Not long afterward, Chéri turns up on Léa's doorstep and she lets him in. He declares he is here to stay and they realize their relationship was one of love. They have sex that night. After awakening, she begins to plan for them to escape Paris discreetly together; however, there seem to be some prior feelings that they cannot move beyond.

They begin to argue, and he must remind her of what a kind woman she typically is and how she is supposed to care for others. He admits that he has been obsessed with seeing her again and could not move past her. Although this may be true, in the light of morning, he sees how she has aged tremendously and realizes that the Léa he longed for is gone. Heartbroken, she thanks him for finding her beautiful and worthy for so long. She says he should blame her for all that is wrong with him, and sends him home to his wife despite longing to do otherwise. As he walks away, she excitedly thinks he may turn around; however, he does not. The novel ends with his back to her as he leaves and him filling his lungs with air the way an escaped convict might.

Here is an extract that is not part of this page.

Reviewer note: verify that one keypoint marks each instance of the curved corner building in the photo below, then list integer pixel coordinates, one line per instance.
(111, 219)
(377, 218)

== English translations ==

- Chéri and The Last of Chéri, translated by Roger Senhouse (Farrar, Straus and Giroux, 1951)
- Chéri and The End of Chéri, translated by Rachel Careau (W. W. Norton, 2022) ISBN 978-1-324-00637-4
- Chéri and The End of Chéri, translated by Paul Eprile (New York Review Books, 2022) ISBN 9781681376707

==Adaptations==
The novel has been adapted to film twice, in 1950 by Pierre Billon and in 2009 by Stephen Frears to a screenplay by Christopher Hampton with Rupert Friend as Chéri and Michelle Pfeiffer as Léa; and for television twice, in 1962 by François Chatel with Jean-Claude Brialy and Madeleine Robinson, and as a five-part series for the BBC in 1973 by Claude Whatham with Scott Antony and Yvonne Mitchell.

South African composer David Earl wrote the music for a ballet of Chéri in 1978.

==In art==
Womanhouse (January 30 – February 28, 1972) was a feminist art installation and performance space organized by Judy Chicago and Miriam Schapiro, co-founders of the California Institute of the Arts (CalArts) Feminist Art Program, and was the first public exhibition of art centered upon female empowerment. One of the rooms in it, Leah's Room by Karen LeCocq and Nancy Youdelman, was based on the novel. Karen and Nancy borrowed an antique dressing table and rug, made lace curtains and covered the bed with satin and lace to create the effect of a boudoir. They filled the closet with old-looking clothes and veiled hats, and wallpapered the walls to add a feeling of nostalgia. LeCocq sat at the dressing table dressed in a nineteenth-century-style costume as Léa, studiously applying make-up over and over and then removing it, replicating the character's attempts to save her fading beauty.